On the second evening, the ACPME Creative and Print Awards marked the pinnacle of the ACPME year. There were more submissions than ever before. Resplendent in penguin suits and glamorous gowns we applauded each others’ excellent work and celebrated those judged to be this year’s category winners.

DAY THREE – WED 6 JUNE

Colour management masterclass

Jan Edgecombe from Revolution Digital kicked-off the final morning at Dunston Hall with a practical session using the Roland VG540, Versaworks and ColorGate RIPs. Delegates were shown how to save time and cost while increasing quality. Jan gave a rapid-fire masterclass in RIP settings for images and graphics, file settings for Adobe software, media profile choices and their effects on output quality, how to save ink and printer process control.

The art of brilliance

Sometimes events just fizzle towards a close as tired delegates drift away. Not #ACPMEConf18. Dr of Happiness – yes, you read that right – Andy Cope delivered a hilarious closing keynote that sent us home super-charged. Side-splittingly accurate in his irreverent observations about how we choose to live our lives and carrying serious messages about the choices we make everyday. The Doctor from Derby was simply brilliant.

The session was crammed full of inspiring advice, anecdotes, funny stuff and big questions that got us pondering how we each have the power to transform our lives and the lives of the folk that surround us.

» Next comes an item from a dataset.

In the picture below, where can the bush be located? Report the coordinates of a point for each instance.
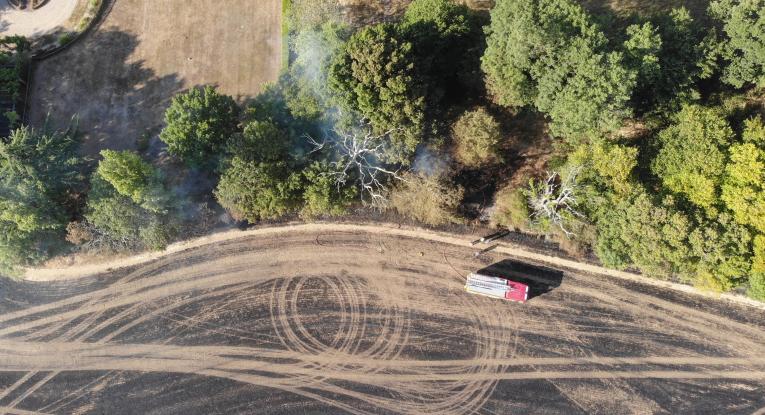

It might seem flippant to say we could all do well to remember that positive attitudes get positive results and that deciding to be the best version of us we can be will transform our lives. Andy showed us, with scientific evidence and without a hint of preachy-ness, that positive thinking is the single most important factor that separates the happiest and most successful 2% of the population from those who choose to walk around with the weight of the world on their shoulders, who stress about how **** Mondays are on Sunday night, who run around like blue-arsed flies worried about how important they appear and who dream about the joy of retirement. What if there’s no pot of gold over there at the end of the rainbow? What if we’re standing on the rainbow right now?

Andy explained how ‘shine’ can leak out of us and ‘infect’ those around us if we let it. We’ve probably never squirmed at the thought of what folk eating sarnies at our own funerals might recall of us on the day we’re dispatched. Andy’s probably right though. It’s unlikely to be ‘Wow!  He owned loads of stuff’ or ‘She rolled out an impressive MFD fleet’, rather what kind of people we were. If we shine during our 4,000 week gig (average life expectancy), we will not only enjoy radiant lives, but enable others to shine and stand a pretty good chance of lighting up our own funerals.

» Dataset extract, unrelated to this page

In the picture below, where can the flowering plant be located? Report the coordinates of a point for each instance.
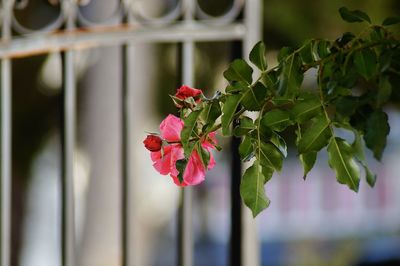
(356, 77)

The queue to purchase Andy’s books, rather than check out of the hotel, spoke for itself. Andy had nudged us persuasively towards rediscovering our energy, happiness and purpose.

It’s no coincidence text messages went around the following morning about how delegates had jumped out of bed and fist-pumped the air in celebration of not waking up with toothache – one of Andy’s tips to ensure everyday starts with a positive.

That’s how #ACPMEConf18 left folk feeling. Recharged, lucky to have great friends across the UK and genuinely more ‘Fit for the Future’

THE GREAT EXHIBITION

The members of the ACPME express their sincere thanks to our platinum and silver sponsors (below) for exhibiting and/or sponsoring activities during our conference.

The exhibition marquee was overflowing with products and services that were of direct interest to our delegates – the purchasing decision makers from the university creative and print sector.

We hope the networking allows our suppliers to develop and grow their business and look forward to welcoming them to #ACPMEConf19 at Carden Park in Cheshire.

Here’s what a few conference newbies had to say about ACPMEConf18…

What an amazing conference!

Well organised, fantastic location, great speakers… What more can I say?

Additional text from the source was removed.